Let $\Sigma \subset \mathbb{R}^2$ be a smooth, embedded, compact hypersurface. Then it can be locally written as a graph of a function. With that, I mean that for any $p \in \Sigma$ there is a neighborhood a ball $B_{r_x}(p) \subset \mathbb{R}^2$ of radius $r_p>0$ around $x$ such that the hypersurface is locally given as the graph of a function $u$, $$ \Sigma \cap B_{r_x}(x) = \{(z,u(z)): z \in [-r_p,r_p]\}. $$
What I want to know is whether it is possible to bound the radius $r_p$ from below by the curvature of the hypersurface. The fact that it is possible to find such a representation follows from the implicit function theorem but it doesn't yield a lower bound on $r_p$. Is there some quantitative version of the implicit function theorem?
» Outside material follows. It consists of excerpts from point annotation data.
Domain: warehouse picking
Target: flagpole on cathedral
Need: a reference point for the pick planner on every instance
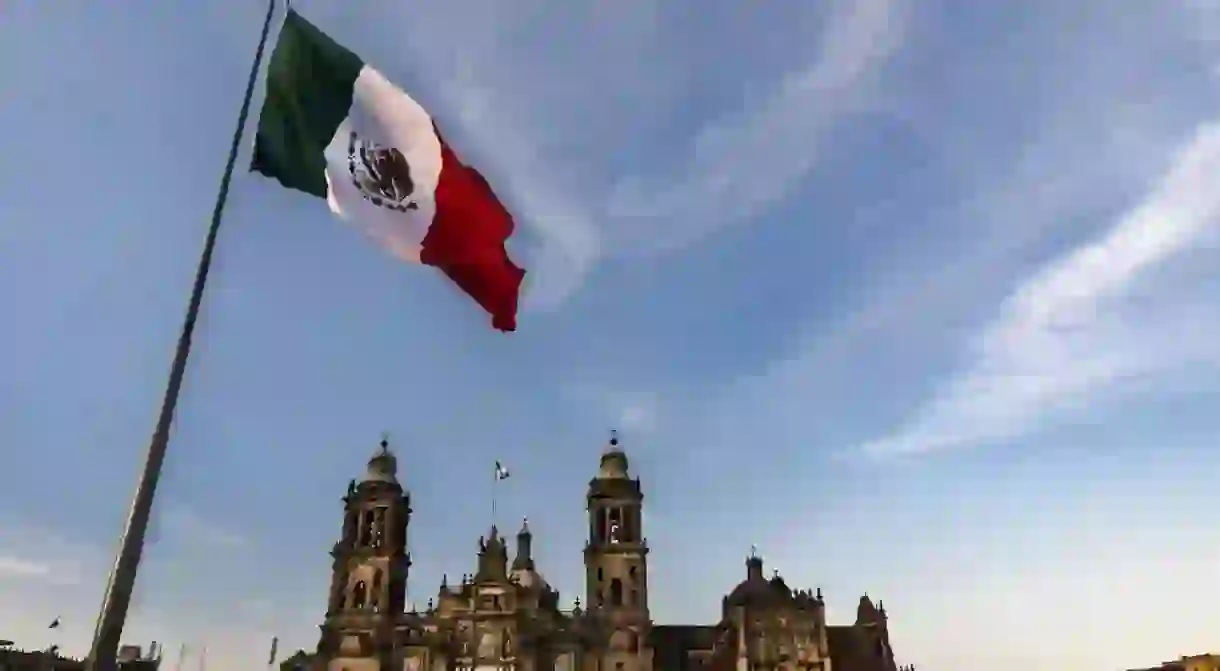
(104, 652)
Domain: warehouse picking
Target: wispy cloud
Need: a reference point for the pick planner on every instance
(536, 117)
(1077, 328)
(28, 553)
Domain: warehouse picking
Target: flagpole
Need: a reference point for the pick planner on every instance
(104, 653)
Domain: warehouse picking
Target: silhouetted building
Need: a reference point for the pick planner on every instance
(1192, 663)
(131, 659)
(505, 616)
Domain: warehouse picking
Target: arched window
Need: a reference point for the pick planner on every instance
(616, 525)
(375, 598)
(366, 527)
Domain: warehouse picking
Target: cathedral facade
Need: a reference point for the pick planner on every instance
(505, 616)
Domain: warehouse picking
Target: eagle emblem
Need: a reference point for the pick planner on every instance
(381, 173)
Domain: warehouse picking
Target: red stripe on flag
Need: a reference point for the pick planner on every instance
(466, 240)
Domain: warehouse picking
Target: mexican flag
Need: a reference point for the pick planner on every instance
(336, 128)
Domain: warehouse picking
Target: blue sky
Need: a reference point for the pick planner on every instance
(919, 298)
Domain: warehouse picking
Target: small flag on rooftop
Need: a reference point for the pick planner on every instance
(275, 644)
(336, 128)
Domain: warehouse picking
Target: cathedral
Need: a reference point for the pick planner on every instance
(505, 616)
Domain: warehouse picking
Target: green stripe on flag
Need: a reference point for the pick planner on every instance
(309, 94)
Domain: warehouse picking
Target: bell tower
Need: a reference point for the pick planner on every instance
(615, 560)
(369, 571)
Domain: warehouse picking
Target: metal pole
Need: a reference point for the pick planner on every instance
(104, 653)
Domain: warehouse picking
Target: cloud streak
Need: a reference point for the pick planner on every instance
(744, 162)
(534, 136)
(1077, 330)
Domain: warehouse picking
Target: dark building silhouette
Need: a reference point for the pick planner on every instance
(131, 659)
(505, 616)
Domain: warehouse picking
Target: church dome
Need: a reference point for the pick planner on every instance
(383, 466)
(614, 460)
(531, 580)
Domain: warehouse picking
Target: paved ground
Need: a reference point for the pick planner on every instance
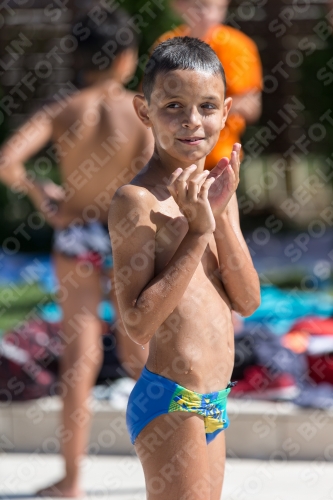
(121, 478)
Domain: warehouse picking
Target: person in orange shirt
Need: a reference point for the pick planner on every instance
(240, 59)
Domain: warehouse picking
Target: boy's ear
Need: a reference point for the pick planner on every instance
(226, 108)
(141, 109)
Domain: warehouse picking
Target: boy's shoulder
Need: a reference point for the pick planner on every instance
(132, 197)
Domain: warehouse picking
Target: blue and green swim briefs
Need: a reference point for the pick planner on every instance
(154, 395)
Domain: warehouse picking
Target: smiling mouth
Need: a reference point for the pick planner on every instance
(191, 140)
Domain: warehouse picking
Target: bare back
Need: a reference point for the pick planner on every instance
(100, 144)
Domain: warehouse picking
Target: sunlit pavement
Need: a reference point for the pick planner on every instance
(121, 478)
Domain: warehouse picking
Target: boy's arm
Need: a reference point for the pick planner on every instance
(145, 299)
(238, 274)
(22, 145)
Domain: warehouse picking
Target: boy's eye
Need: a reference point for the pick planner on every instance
(208, 105)
(173, 105)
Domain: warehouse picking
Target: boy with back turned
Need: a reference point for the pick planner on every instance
(101, 145)
(180, 272)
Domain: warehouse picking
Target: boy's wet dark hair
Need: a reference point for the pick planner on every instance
(100, 38)
(180, 53)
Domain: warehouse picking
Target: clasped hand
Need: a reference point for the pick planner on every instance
(203, 197)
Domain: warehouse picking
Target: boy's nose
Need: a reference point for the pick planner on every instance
(192, 119)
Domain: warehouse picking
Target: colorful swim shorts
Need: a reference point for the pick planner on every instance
(85, 243)
(154, 395)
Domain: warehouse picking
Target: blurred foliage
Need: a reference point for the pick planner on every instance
(156, 19)
(316, 93)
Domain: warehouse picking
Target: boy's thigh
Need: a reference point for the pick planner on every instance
(78, 282)
(216, 458)
(173, 452)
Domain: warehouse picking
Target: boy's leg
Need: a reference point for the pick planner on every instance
(131, 355)
(216, 458)
(79, 297)
(173, 451)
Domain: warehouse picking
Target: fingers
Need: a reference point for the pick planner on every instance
(194, 185)
(205, 188)
(178, 183)
(235, 159)
(220, 166)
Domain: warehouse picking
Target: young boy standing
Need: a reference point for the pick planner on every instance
(238, 55)
(180, 272)
(100, 145)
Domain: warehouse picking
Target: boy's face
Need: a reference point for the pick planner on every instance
(207, 12)
(187, 111)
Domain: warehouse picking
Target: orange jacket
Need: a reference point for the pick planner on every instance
(241, 61)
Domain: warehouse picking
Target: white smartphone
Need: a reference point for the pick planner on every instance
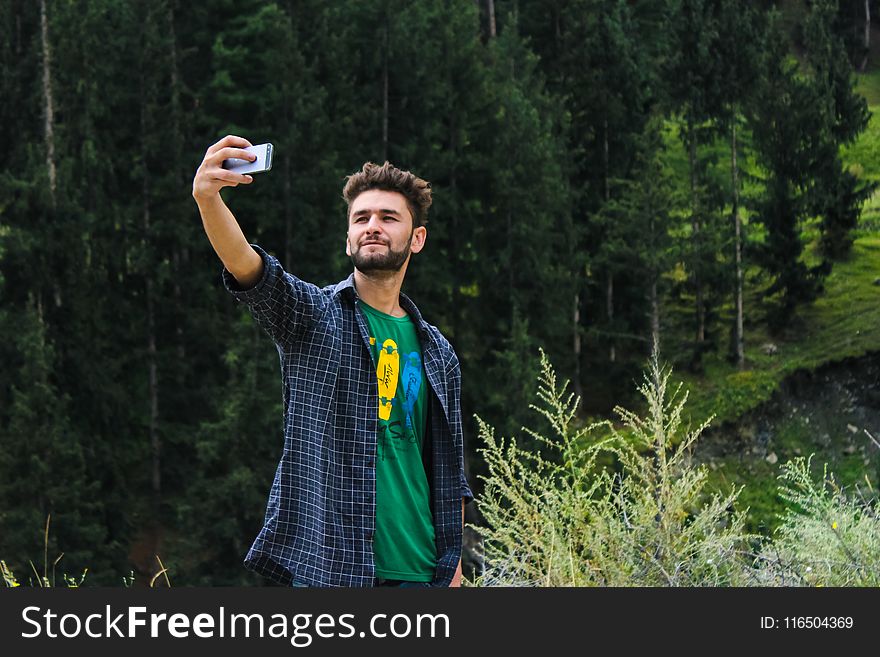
(262, 163)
My idea would be the following.
After rotating and translating, it is possible to arrange that in $p=(0,0)$ the gradient of $u'(0)=0$. If we assume that the second fundamental form of $\Sigma$ is bounded by a constant, $|A| \leq C$, I am able to bound, for any $\epsilon>0$, in a ball of radius $(4 \epsilon^{-1}C)^{-1}$ $$ |u'| \leq \epsilon, \quad |u''| \leq 2 C. $$ It seems to be possible to deduce from here, that for $Id$ being the identity map on $\mathbb{R}^2$, we get the following operator norm bound, $$ |(z,u(z))-Id| \leq \epsilon. $$ Hence, $(z,u(z))$ is invertible in $[-(4 \epsilon^{-1}C)^{-1},(4 \epsilon^{-1}C)^{-1}]$. Now I don't see the arguments but I think it should be possible to bound the radius $r_p$ from below by $(4 \epsilon^{-1}C)^{-1}$.